La Conquista del Estado
- Categories: Political magazine
- Frequency: Weekly
- Founded: 1931
- Final issue: 1931
- Country: Spain
- Based in: Madrid
- Language: Spanish

= La Conquista del Estado =

Spanish magazine

La Conquista del Estado (English: "The Conquest of the State") was a magazine based in Madrid, Spain.

==History and profile==
La Conquista del Estado was launched in 1931 by Ramiro Ledesma Ramos. The first issue, issued on 14 March 1931, contained a manifesto in which National Syndicalism was elaborated. Ledesma's idea was to win over the Confederación Nacional del Trabajo (CNT), the then dominant trade union movement in the country, to a form of national corporatism. The ideas in the essay were discussed during the CNT congress in the summer of 1931 without being approved.

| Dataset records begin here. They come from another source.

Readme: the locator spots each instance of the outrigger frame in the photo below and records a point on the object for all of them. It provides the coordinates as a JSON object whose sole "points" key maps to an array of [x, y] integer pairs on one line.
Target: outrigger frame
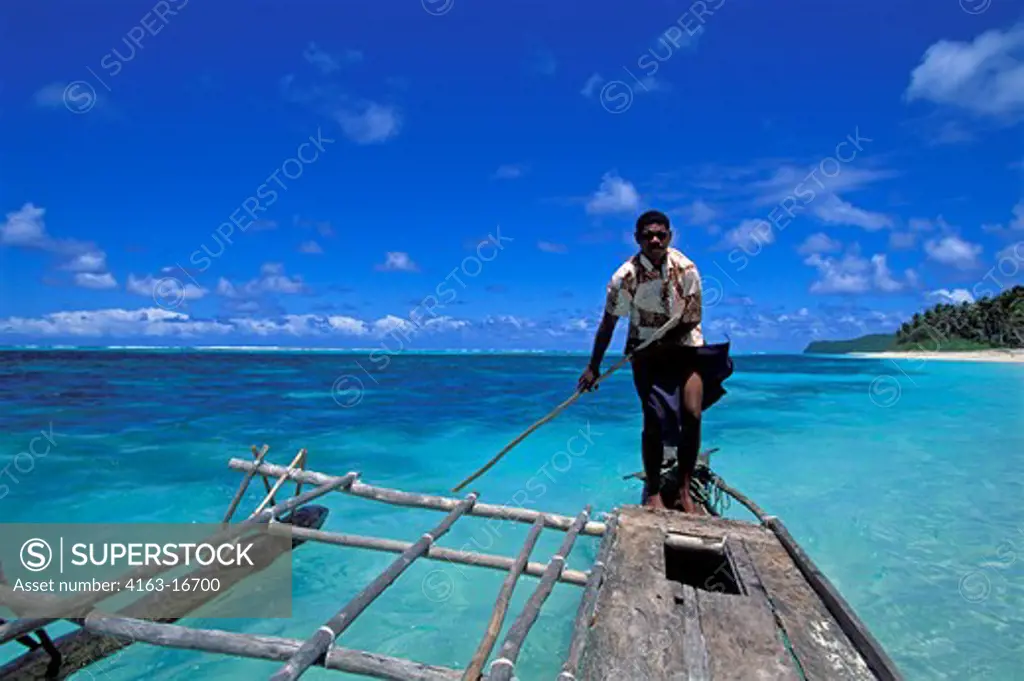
{"points": [[101, 635]]}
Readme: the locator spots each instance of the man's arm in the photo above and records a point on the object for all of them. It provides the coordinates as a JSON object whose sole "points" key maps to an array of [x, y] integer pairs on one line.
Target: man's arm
{"points": [[601, 340], [692, 300], [616, 304]]}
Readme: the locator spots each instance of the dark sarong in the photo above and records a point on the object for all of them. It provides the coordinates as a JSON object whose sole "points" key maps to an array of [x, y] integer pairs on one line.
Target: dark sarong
{"points": [[660, 372]]}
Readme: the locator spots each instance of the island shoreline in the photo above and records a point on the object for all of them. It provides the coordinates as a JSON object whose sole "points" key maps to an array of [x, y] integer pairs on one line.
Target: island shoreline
{"points": [[1004, 356]]}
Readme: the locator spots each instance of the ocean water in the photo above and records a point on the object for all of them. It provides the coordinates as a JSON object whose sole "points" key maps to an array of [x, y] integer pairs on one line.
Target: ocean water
{"points": [[903, 480]]}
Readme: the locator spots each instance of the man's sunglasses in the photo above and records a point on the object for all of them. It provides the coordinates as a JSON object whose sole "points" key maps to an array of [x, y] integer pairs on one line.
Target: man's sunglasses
{"points": [[657, 233]]}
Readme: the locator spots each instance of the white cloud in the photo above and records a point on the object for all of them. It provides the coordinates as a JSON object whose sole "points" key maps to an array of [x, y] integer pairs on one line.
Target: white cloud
{"points": [[369, 123], [510, 171], [95, 281], [549, 247], [544, 62], [26, 228], [53, 96], [613, 196], [328, 62], [271, 280], [396, 261], [1016, 224], [750, 235], [698, 212], [882, 278], [953, 251], [323, 60], [852, 273], [849, 274], [902, 240], [984, 77], [161, 323], [143, 322], [168, 287], [591, 85], [819, 243], [954, 296], [90, 261], [834, 210]]}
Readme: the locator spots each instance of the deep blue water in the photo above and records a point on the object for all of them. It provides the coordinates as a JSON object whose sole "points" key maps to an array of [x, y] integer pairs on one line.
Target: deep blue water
{"points": [[903, 481]]}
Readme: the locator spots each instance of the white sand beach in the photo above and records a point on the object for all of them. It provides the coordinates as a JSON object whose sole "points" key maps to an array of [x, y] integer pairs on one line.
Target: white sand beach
{"points": [[1010, 356]]}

On the other hand, despite the magazine being inspired from the views of Adolf Hitler, the founders of the magazine did not endorse his views on racism and argued that it should be replaced with the notion of Spain's imperial past.

Members of the organizing committee of La Conquista del Estado were Ramiro Ledesma Ramos (president), Juan Aparicio López (secretary), Ernesto Giménez Caballero, Ricardo de Jaspe Santoma, Manuel Souto Vilas, Antonio Bermúdez Cañete, Francisco Mateos González, Alejandro M. Raimúndez, Ramón Iglesias Parga, Antonio Riaño Lanzarote and Roberto Escribano Ortega.

The small group around La Conquista del Estado was based in the universities of Madrid. On 10 October the group around La Conquista del Estado merged with the Valladolid-based Juntas Castellanas de Actuación Hispánica to form the Juntas de Ofensiva Nacional-Sindicalista.

In total 23 issues of La Conquista del Estado were published during 1931. Generally the publication was weekly, but was suspended during August and September. The last issue was published on 24 October.